Mulher relata agressão e perda de gestação em João Pessoa após violência do ex-namorado
Uma mulher de 28 anos registrou um boletim de ocorrência em João Pessoa, na Paraíba, denunciando o ex-namorado por agressões físicas e psicológicas. Segundo o relato da vítima, ela estava grávida de 12 semanas e sofreu um aborto espontâneo após as violentas agressões sofridas. O caso foi registrado na segunda-feira (23), na Cidade da Polícia.
Conforme informações divulgadas pela vítima, o relacionamento com o suspeito durou cerca de três meses, e os dois chegaram a morar juntos. O comportamento do homem teria se tornado cada vez mais ciumento, culminando em uma primeira agressão física durante o período de Carnaval, o que levou ao término da relação.
Apesar do fim do relacionamento, a situação se agravou na última sexta-feira (20). A mulher foi até a casa da ex-sogra, onde foi surpreendida pela chegada do ex-namorado. Ele iniciou uma série de agressões, chegando a apontar uma arma para o rosto dela e proferir ameaças de morte. A vítima precisou fugir para a casa de uma vizinha em busca de socorro.
Ameaças e violência física durante a gravidez
Em depoimento à polícia, a mulher detalhou a brutalidade das agressões: “Ele chegou, me puxou pelo cabelo e gritou que ia me matar. Começou a me chutar. Chutava a cabeça, chutava o rosto, mesmo eu estando grávida”, relatou a vítima. Ela acrescentou que, ao correr para a casa da vizinha, o agressor a seguiu e ameaçou novamente: “Ele chegou, abriu a porta do carro, na rua mesmo, e disse: ‘é agora que você vai morrer’”.
A vítima também revelou que o ex-companheiro chegou a contatar familiares dela, afirmando que “preferia responder por feminicídio a responder pela Lei Maria da Penha”. Além disso, o homem teria confiscado os celulares da mulher, alegando ter encontrado provas contra ele e que iria destruí-las.
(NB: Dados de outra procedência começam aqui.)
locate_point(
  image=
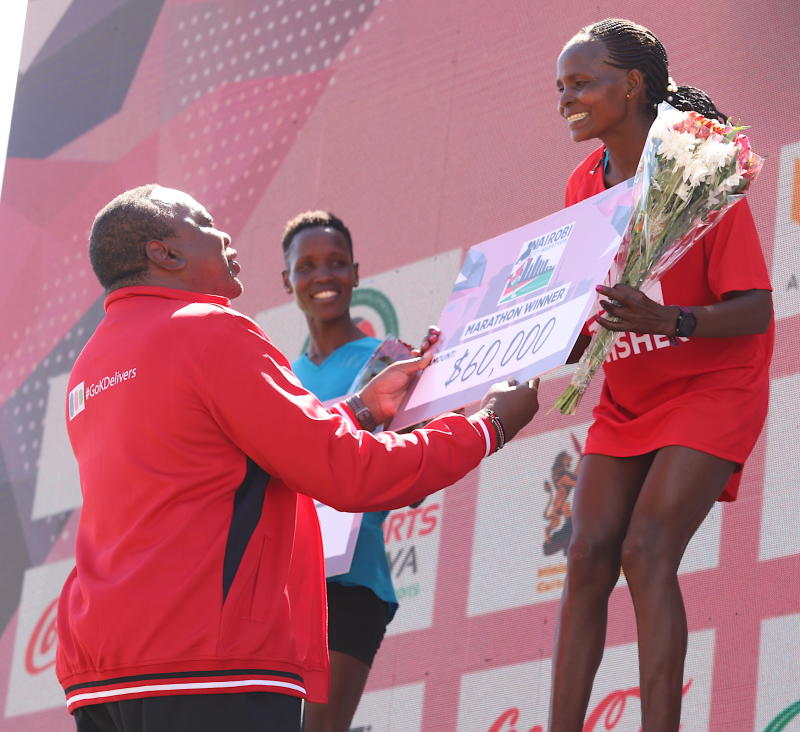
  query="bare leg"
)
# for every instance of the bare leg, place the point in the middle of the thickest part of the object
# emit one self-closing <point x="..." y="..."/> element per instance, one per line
<point x="677" y="495"/>
<point x="605" y="495"/>
<point x="348" y="679"/>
Medida protetiva concedida e acompanhamento do caso
Ao buscar a delegacia para registrar o Boletim de Ocorrência e solicitar uma medida protetiva, a mulher informou ter recebido ligações com ameaças vindas de familiares do suspeito. O advogado da vítima, Daniel Alisson, confirmou que a medida protetiva foi solicitada e **deferida**. No entanto, o agressor ainda não foi intimado oficialmente.
O advogado garantiu que irá acompanhar o caso de perto para assegurar que o suspeito seja **responsabilizado pela violência doméstica** e pelas agressões cometidas contra a mulher grávida, que resultaram na perda do bebê.